Это правда, особой любви к деду у меня не было. Мы с ним вообще почти не разговаривали, хотя жили в одной квартире. В общем, это понятно — пока дед не вышел на пенсию, я его почти не видел. Он вкалывал по две смены, часто работал ночами, а днем отсыпался. В воспитании моем участия не принимал, целиком предоставив это Ба. За исключением одного раза.

Я тогда учился в младших классах. Была весна, солнце и тепло, так что ребятня во всю носилась по двору. Не помню уже, почему в тот день я сидел дома. Скорее всего, еще не сделал уроки, и Ба велела старому не выпускать меня на улицу до ее прихода из магазина. Я послушно строчил что-то в тетради, пока пацаны не начали орать под балконом: «Данька, выходи!» Я попытался отпроситься у деда, скрытого до пояса вчерашней газетой. Из-под нее донеслось: «Нет». Но ребята продолжали вопить, я стал канючить, разошелся, видать, не на шутку, и дед наконец не выдержал.

Отбросил чтиво, молча встал, захлопнул балконную дверь. Схватил меня за руку и поволок в маленькую комнату. Там повалил меня на кровать, прямо на аккуратно поставленную уголком подушку. И принялся душить. Я пытался отбиваться, но куда там. Между нами как-то затесалась кружевная салфетка, которой всегда закрывали подушку. Ткань треснула. Моя рука проскочила в здоровенную дыру. Вот тут я по-настоящему испугался. Глаза у деда были совершенно бешеные, подбородок трясся, слова вылетали изо рта хриплые, бессвязные. Или это у меня пропала способность их понимать. Я как-то сразу перестал бороться, притих, даже реветь бросил. То ли это помогло, то ли дед опомнился, только отпустил он меня. Велел сидеть тихо и ушел. И снова из большой комнаты зашелестел газетой. Через пару дней Ба обнаружила дырку, но я соврал, что сам порвал покрывашку, по неловкости.

С тех пор я старался держаться от старика на расстоянии. Если он просил меня о чем, выполнял без пререканий. К счастью, просьбы эти были редкими и всегда одинаковыми. Заткнись, дай новости посмотреть. Закрой балкон, дует. Сходи за почтой. Я тогда думал, вот окочурится он, а я без фотки и лицо деда вспомнить не смогу — буду видеть одну газету. Что делать, ни дня он без них не мог обойтись, будто все ждал, что случится что-то важное, и боялся это событие пропустить. Так вот, не дождался. Помер в августе. Но до того все лето нас с Ба промурыжил.

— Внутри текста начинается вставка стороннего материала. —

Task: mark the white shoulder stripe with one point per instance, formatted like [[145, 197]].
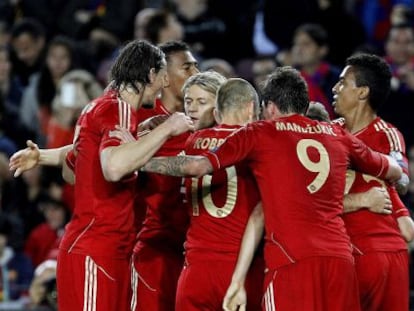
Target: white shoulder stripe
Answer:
[[90, 285]]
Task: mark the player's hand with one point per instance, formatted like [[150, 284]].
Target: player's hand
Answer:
[[152, 123], [179, 123], [235, 298], [122, 134], [24, 159], [378, 200]]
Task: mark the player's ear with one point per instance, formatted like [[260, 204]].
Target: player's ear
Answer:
[[217, 116], [152, 75]]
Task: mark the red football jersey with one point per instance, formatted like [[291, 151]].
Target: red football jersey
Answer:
[[220, 204], [102, 222], [371, 231], [166, 219], [300, 166]]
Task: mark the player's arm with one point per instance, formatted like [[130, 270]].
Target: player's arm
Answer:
[[190, 166], [406, 226], [376, 200], [28, 158], [373, 163], [126, 158], [235, 297]]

А выдалось оно сухое, безветренное, жаркое. Жители разъехались из города еще в мае, расползлись, как тараканы с раскаленной сковородки. Солнце жгло пустые бетонные коробки, размягчало асфальт, дробилось в стеклах и заставляло оглушительно вонять помойки, неисправные трубы и испачканное дедом белье. Я таскался по квартире в одних трусах, осатаневший от духоты. Балконная дверь стояла настежь — благо старик уже почти не на что не реагировал — но марлевая занавеска висела неподвижно, и снаружи, за ней, было также невыносимо, как внутри.

Я дежурил у раскладного дивана днем, пока Ба таскалась по аптекам с инвалидным удостоверением, пытаясь раздобыть со скидкой то одно, то другое лекарство. Обычно я брал книжку и усаживался поближе к балкону и подальше от деда с его вонью и клокочущим в груди, захлебывающимся дыханием. Ба говорила, что в легких у него собирается жидкость. Скорая приезжала несколько раз, откачивала ее, но та скапливалась снова. Один раз меня сморило, и я проснулся в липком поту, уверенный, что задушил деда подушкой. Подскочил к дивану, а старый вроде и правда перестал хрипеть. Я его трясти. Он проснулся и давай на меня слюной брызгать: «Заткнись, дай новости посмотреть». Ну, я врубил ящик, а потом пошел и на последние деньги купил вентилятор. Только Ба возле деда все равно не разрешила его включать — мол, простудить старого еще только не хватало.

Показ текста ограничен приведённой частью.